Dr Ngozi Okonjo-Iweala is one of three managing directors of the World Bank and is the first woman from Africa to serve in that high position. On Tuesday night she delivered a speech at the Central Bank in commemoration of the late local economist William Demas. Okonjo-Iweala outlined the many opportunities available in the Caribbean if it managed to address its debt problems and maintain the macro-economic policies of some of the more successful economies in the world. She recently chaired a historic replenishment of US$49.3 billion for the International Development Association (IDA). The IDA is an arm of the World Bank which provides grants and interest-free loans to the world's poorest nations. Okonjo-Iweala, whose position includes special oversight for the bank's operations in Eastern Europe and Central Asia, South Asia and Africa, has been at the forefront of the World Bank's efforts to help countries hard hit by the food, fuel and financial crisis.
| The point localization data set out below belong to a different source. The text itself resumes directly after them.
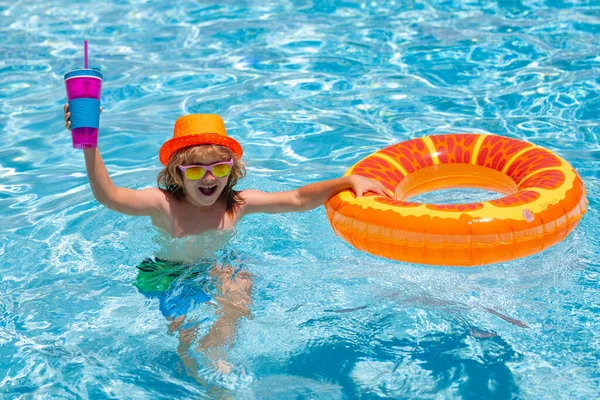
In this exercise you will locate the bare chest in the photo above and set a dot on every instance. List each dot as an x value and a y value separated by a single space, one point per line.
184 219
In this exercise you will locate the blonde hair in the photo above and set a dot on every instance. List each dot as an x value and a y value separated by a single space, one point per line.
171 178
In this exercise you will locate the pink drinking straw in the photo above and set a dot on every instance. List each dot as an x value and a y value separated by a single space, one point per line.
85 54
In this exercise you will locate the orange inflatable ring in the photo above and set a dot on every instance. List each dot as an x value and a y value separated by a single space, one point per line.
544 201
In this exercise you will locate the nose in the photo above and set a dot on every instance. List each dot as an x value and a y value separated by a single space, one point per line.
209 176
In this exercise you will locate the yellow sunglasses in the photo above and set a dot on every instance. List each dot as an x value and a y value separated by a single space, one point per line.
197 172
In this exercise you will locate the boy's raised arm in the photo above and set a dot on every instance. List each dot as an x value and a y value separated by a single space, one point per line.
147 202
309 196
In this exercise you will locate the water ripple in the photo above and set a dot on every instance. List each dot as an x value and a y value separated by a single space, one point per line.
309 88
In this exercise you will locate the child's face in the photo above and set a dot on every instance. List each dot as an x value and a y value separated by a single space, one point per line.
205 191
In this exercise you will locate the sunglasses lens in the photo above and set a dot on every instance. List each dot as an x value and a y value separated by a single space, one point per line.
221 170
193 174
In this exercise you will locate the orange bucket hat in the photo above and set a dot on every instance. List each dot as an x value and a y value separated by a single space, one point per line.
196 129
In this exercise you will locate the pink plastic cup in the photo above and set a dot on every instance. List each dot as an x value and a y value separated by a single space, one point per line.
83 92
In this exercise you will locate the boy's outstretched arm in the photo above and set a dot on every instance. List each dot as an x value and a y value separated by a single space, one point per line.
147 202
309 196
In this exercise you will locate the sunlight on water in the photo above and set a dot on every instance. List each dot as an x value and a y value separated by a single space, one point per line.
309 89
The World Bank head, who was educated at Harvard University, and has a doctorate in regional economics and development from the Massachusetts Institute of Technology, came to Trinidad at the invitation of the Central Bank to deliver last Tuesday's William G Demas Memorial Lecture. Between 2003 and 2006, she served as finance minister of Nigeria and later as foreign affairs minister. As finance minister, she led negotiations with the Paris Club of Creditors in 2005, which resulted in the wiping out of US$30 billion of Nigeria's external debt. Those negotiations also included outright cancellation of US$18 billion. A World Bank biography of Okonjo-Iweala stated: "In a crucial step in the battle against corruption, Dr Okonjo-Iweala opened the government finances to public scrutiny, by publishing federal monthly financial allocations to the states and local governments in the newspapers."
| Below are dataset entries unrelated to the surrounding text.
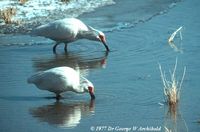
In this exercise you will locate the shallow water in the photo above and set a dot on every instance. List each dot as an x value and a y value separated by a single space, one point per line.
128 88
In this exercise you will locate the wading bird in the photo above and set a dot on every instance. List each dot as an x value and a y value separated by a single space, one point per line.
69 30
62 79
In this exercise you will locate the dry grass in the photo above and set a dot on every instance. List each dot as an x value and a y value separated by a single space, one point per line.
171 39
172 87
7 14
22 1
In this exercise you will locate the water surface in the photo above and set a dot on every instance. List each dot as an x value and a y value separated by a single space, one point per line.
128 88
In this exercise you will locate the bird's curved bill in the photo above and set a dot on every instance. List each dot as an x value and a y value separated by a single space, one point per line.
106 46
103 40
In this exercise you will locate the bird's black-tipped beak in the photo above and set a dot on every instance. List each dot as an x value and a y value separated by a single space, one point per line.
92 95
106 46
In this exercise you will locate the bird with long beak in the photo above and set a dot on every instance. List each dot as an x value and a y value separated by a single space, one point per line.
62 79
69 30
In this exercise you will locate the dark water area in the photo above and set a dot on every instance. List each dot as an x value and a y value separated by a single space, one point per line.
128 87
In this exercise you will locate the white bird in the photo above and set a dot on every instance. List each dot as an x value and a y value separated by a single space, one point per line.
62 79
69 30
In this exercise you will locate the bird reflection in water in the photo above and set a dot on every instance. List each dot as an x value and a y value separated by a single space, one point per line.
173 120
73 60
65 115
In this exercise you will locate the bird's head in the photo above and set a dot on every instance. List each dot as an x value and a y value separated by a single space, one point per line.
89 87
102 38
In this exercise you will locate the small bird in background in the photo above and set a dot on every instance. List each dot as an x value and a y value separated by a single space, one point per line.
69 30
62 79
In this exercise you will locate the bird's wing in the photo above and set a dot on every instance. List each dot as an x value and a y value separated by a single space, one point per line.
61 30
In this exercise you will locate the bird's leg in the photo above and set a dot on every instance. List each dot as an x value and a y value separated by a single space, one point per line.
58 97
54 47
65 47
On leaving the Nigerian government, Okonjo-Iweala joined the Brooking Institution, a non-profit public policy organisation based in Washington, DC, as a distinguished visiting fellow from 2006-2007.
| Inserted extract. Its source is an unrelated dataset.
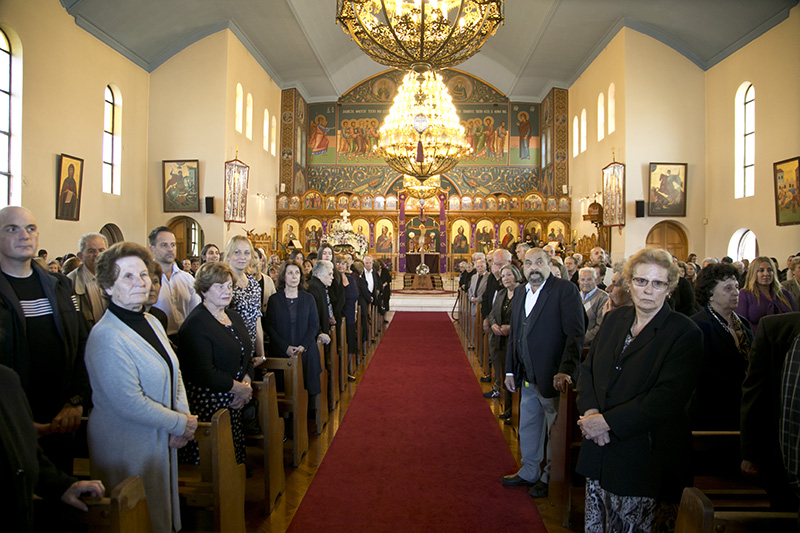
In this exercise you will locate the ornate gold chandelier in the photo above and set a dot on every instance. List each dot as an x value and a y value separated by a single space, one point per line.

Before becoming managing director of the World Bank, Okonjo-Iweala had a 21-year career as a development economist at the World Bank, where she held the post of vice president and corporate secretary. During the East Asian financial crisis, Okonjo-Iweala was country director for Malaysia, Mongolia, Laos and Cambodia. She has also been director of operations in the Middle East, director of institutional change and strategy, when she assisted with implementing the World Bank's reform agenda. Okonjo-Iweala is the co-founder of the Makeda Fund, a US$50 million private equity fund to invest in women-owned small and medium enterprises in Africa. She also founded the Centre for the Study of Economics (C-SEA), a development research think tank based in Abuja, Nigeria.
Among Okonjo-Iweala awards are:
• Time magazine's European Hero of the Year 2004
• Euromoney Magazine Global Finance Minister of the Year, 2005
• One of Forbes magazine's 100 most powerful women in the world in 2006
She has also been profiled by Conde Nast International Business Intelligence Magazine as one of 73 brilliant business influencers in the world.